Agora, eu estou convencido de que, considerando o fracasso dos atuais modelos de desenvolvimento, nós devemos pensar em como elaborar um novo projeto para a sociedade, fundamentado precisamente no conceito de humanitude.


O grande encontro internacional das ciências humanas, a primeira Conferência Mundial de Humanidades (World Humanities Conference – WHC), que será realizada em Liège, na Bélgica, de 6 a 12 de agosto de 2017, oferece uma oportunidade de se aprofundar nesse conceito.



Um evento sem precedentes

Liège, chamada de “Cidade Ardente”, tanto em espírito quanto em engenhosidade, é uma cidade multicultural no coração da Europa, e abrigará um evento sem precedentes apoiado pelo rei da Bélgica.


Então, por que uma Conferência Mundial de Humanidades?


A ideia me ocorreu em 2009, durante meu primeiro mandato como presidente do Conselho Internacional de Filosofia e Ciências Humanas (International Council for Philosophy and Human Sciences – CIPSH), uma organização não governamental criada sob os auspícios da UNESCO em 1949.


A Conferência foi resultado de três observações. Após episódios recorrentes de instabilidade relacionados à globalização financeira, a crise de 2008-2009, mais do que apenas financeira ou econômica, tornou-se, de fato, “total”. Era uma crise da sociedade, o que, de certa forma, confirmou a falência do modelo de desenvolvimento dominante, neoliberal e ocidental, levando a uma verdadeira perda de significado.


Minha segunda observação foi a progressiva marginalização das ciências humanas no mundo. Como se pode aceitar que, testemunhando uma situação como essa, que deveria provocar alguma reação, os que têm a responsabilidade de nos explicar a complexidade das transformações sociais permanecem paralisados, impossibilitados de se mover?

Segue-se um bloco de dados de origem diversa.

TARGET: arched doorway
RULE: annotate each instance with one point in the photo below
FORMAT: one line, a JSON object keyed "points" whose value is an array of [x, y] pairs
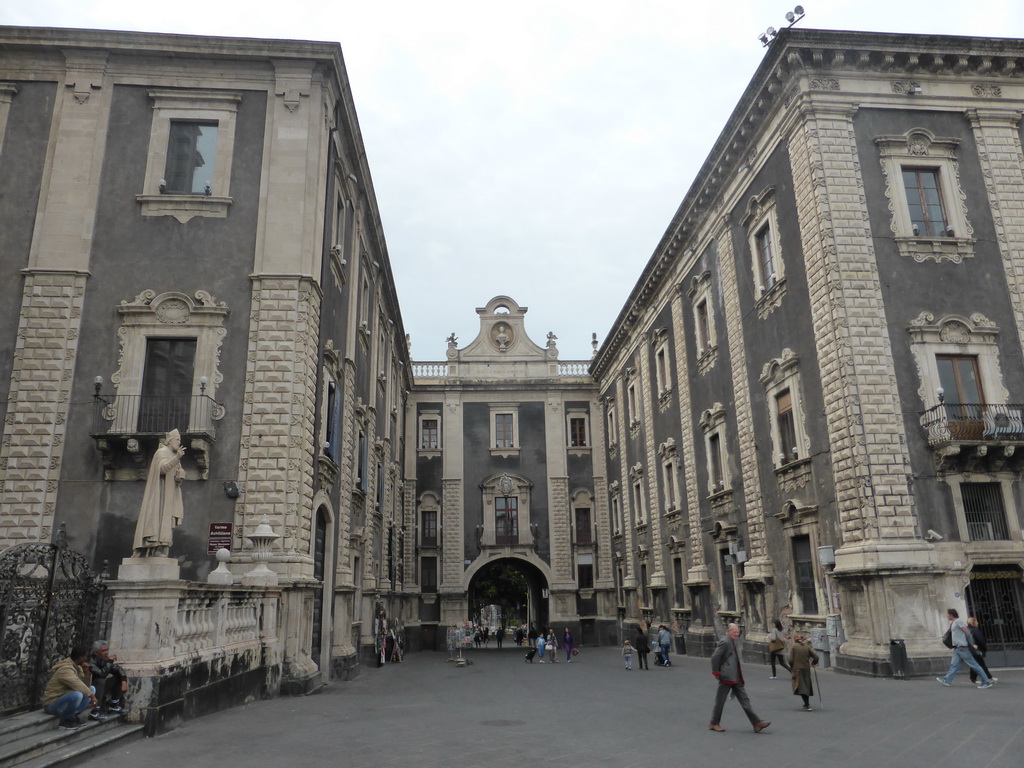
{"points": [[509, 592]]}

Terceiro, eu observei a falta de envolvimento, senão a total ausência, ou repúdio, por parte de estudiosos das ciências humanas de fora da Europa e do “Ocidente” na produção intelectual e na cooperação mundial. A situação se agravou com os riscos de desaparecimento de conhecimentos tradicionais e da metade das línguas do mundo – o que agora se chama de epistemicídio e linguicídio.


É por isso que, em 2009, pareceu-me não somente óbvio, mas também imprescindível, propor que a UNESCO organizasse uma Conferência Mundial de Humanidades. Como primeira tentativa nesse sentido, seu objetivo seria iniciar o processo de reabilitação das ciências humanas no mundo.



Uma ansiedade insuportável

A questão central a ser discutida na Conferência é o papel das ciências humanas em um século XXI caracterizado pela diversidade cultural, pelo fracasso de várias formas de pensamento único, e pela necessidade de se reintroduzir considerações de médio e longo prazo nos pensamentos do dia a dia. 


Este é um século marcado por mudanças mundiais, migração crescente e tensões sociais e econômicas – cuja resolução depende, em grande medida, de habilidades interculturais, da compreensão da unidade humana em toda a sua diversidade. Ela também se apoia na necessidade de reforçar as relações das ciências entre as disciplinas e com as artes e tecnologias.


Este é um século que começou com o desenvolvimento de um terrorismo global que não poupa nenhuma região do mundo, nem país algum, atacando, de forma tão cega quanto desumana, cidadãos inocentes que são vítimas de uma violência gratuita, bárbara e indescritível. Uma ansiedade insuportável atravessa o planeta, mais ainda porque esses atos de violência – conhecidos durante as conquistas coloniais e guerras de independência – permaneceram relativamente desconhecidos ao Ocidente enclausurado desde a Segunda Guerra Mundial, com algumas exceções.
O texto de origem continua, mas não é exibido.